Facet-controlled activation of persulfate by goethite for tetracycline degradation in aqueous solution

Abstract Advanced oxidation processes (AOPs) based on the activation of persulfate (PS) by minerals have been widely used in environmental remediation. Herein, two goethite materials with different contents of exposed {0 2 1} facet were synthesized and used as the catalysts for PS activation to degrade tetracycline. Results showed that exposed facets significantly affected their catalytic activity. Goethite exposed with more {0 2 1} facet exhibited better catalytic performance.

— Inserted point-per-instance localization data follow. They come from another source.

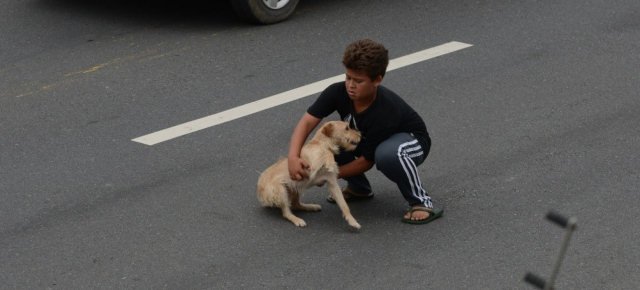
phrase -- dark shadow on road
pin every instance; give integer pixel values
(189, 13)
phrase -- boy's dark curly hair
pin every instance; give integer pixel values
(368, 56)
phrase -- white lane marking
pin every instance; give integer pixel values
(286, 97)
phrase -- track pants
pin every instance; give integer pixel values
(397, 158)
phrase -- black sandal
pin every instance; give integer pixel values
(434, 213)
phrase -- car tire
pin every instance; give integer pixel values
(264, 11)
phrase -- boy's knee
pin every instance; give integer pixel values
(385, 159)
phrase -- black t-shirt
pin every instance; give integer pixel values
(387, 115)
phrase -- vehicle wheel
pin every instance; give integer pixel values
(264, 11)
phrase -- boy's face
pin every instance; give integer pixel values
(359, 86)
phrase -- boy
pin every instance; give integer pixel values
(395, 137)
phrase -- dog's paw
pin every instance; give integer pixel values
(299, 223)
(353, 223)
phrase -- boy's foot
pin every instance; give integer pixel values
(350, 195)
(420, 214)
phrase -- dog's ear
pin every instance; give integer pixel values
(327, 130)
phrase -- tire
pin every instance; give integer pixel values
(264, 11)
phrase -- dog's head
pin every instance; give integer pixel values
(341, 134)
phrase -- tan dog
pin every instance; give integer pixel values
(277, 189)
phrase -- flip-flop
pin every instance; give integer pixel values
(434, 213)
(351, 196)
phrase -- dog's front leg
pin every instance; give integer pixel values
(336, 193)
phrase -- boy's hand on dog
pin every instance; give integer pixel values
(298, 169)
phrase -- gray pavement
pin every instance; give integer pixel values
(541, 113)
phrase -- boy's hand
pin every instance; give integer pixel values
(298, 168)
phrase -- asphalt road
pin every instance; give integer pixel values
(541, 113)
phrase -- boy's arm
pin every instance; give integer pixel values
(356, 167)
(297, 166)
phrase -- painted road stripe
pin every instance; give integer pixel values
(286, 97)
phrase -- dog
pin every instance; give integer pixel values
(276, 188)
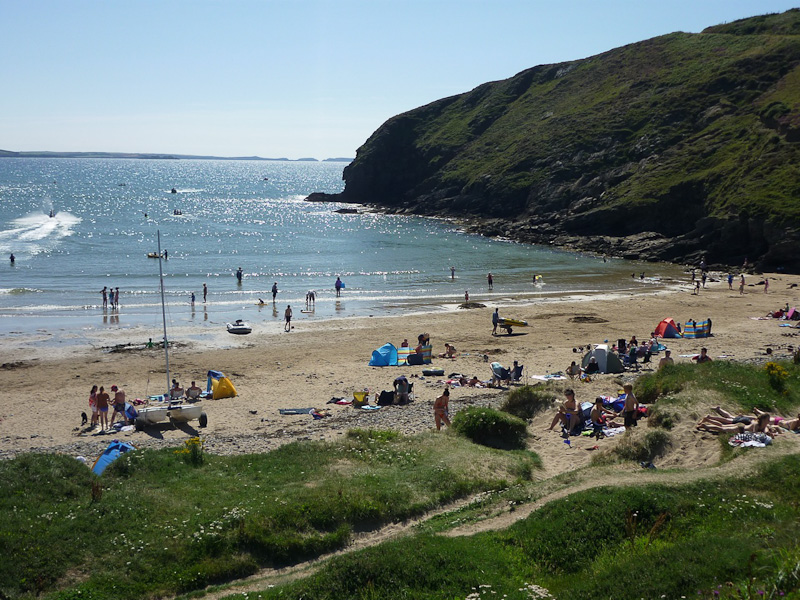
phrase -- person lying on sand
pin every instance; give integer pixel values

Attenuated total reflectance Fourier transform infrared (ATR-FTIR) spectroscopy, X-ray photoelectron spectroscopy (XPS), and electrochemical analysis suggested that the surface Fe(II)/Fe(III) redox cycle, the abundant surface hydroxyl density and the easier generation of active radicals by activating PS were responsible for the excellent catalytic performance of goethite with more {0 2 1} facet exposed. Furthermore, the density functional theory (DFT) calculations further confirmed that {0 2 1} facet was more favorable for the activation of PS than {1 1 0} facet. The electron paramagnetic resonance (EPR) and radical scavenging experiments indicated that both sulfate radicals and hydroxyl radicals participated in the degradation process. This study provides new insights into the PS heterogeneous activation by facet-dependent goethite in environmental catalysis.